To investigate what impacts various solutions have on the environment, the most common and advanced tool to describe it is a Life Cycle Assessment.
Over the last decade there has been more and more focus on these areas, and highly respected scientists from IFEU in Heidelberg, Germany, the FORCE Institute and Copenhagen Resource Institute in Denmark have been making comprehensive Life Cycle Assessment studies comparing different routes for the disposal of ELTs.
The studies have been performed strictly according to ISO 14040 and 14044 standards with appropriate peer review by independent scientists.
The results are tremendously clear. Material recycling, where the quality of the output rubber granulate is high enough to substitute virgin rubber in applications like asphalt and bitumen modification and/or artificial turf is significantly superior to incineration in cement kilns.

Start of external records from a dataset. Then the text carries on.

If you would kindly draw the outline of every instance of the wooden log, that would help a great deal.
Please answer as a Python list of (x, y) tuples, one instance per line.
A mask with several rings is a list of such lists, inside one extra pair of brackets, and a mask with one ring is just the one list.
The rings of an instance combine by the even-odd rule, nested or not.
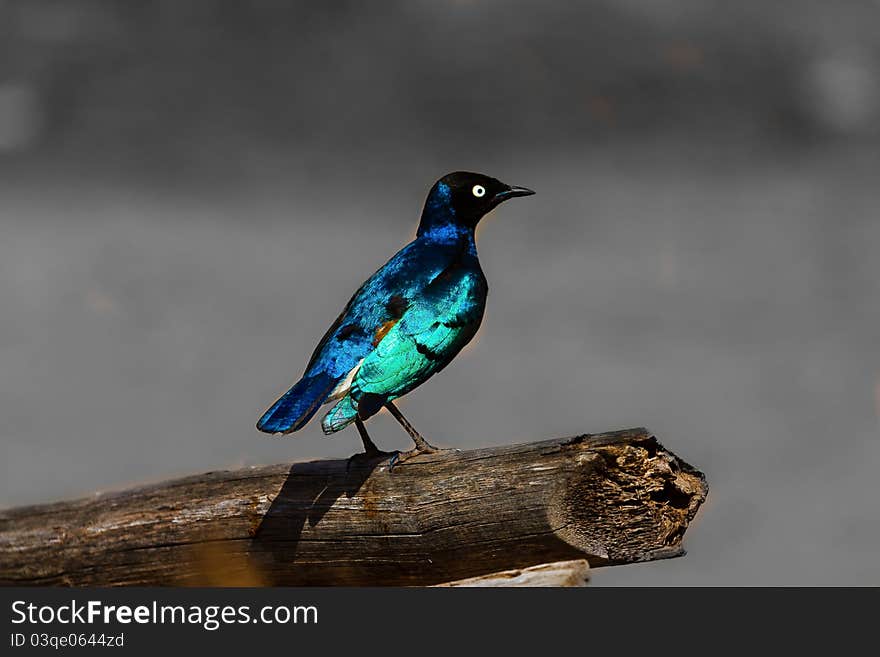
[(430, 585), (678, 556), (702, 473), (644, 429), (211, 472), (0, 512), (3, 585)]
[(590, 581), (590, 564), (586, 559), (554, 561), (529, 568), (503, 570), (479, 577), (457, 579), (454, 582), (436, 584), (438, 587), (501, 587), (501, 586), (586, 586)]

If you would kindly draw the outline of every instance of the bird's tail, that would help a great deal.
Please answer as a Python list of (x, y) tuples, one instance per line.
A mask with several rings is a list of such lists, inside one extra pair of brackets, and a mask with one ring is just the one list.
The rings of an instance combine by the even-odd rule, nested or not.
[(324, 372), (304, 376), (263, 414), (257, 422), (257, 429), (266, 433), (291, 433), (302, 429), (338, 382)]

This is even more evident when it is compared to so-called civil engineering applications, where the shredded tyres are used as filling material as sublayers in roads or as the drainage layers in landfills.
A massive potential reduction in greenhouse gases can be achieved by switching from civil engineering applications and incineration/combustion in cement kilns to material recycling.
As an example of the magnitude of the reduction in the EU, each year, 1.1 million tonnes of ELTs are incinerated in cement kilns.
If these ELTs were properly recycled instead, the CO2-savings would be more than 1.2 million tonnes.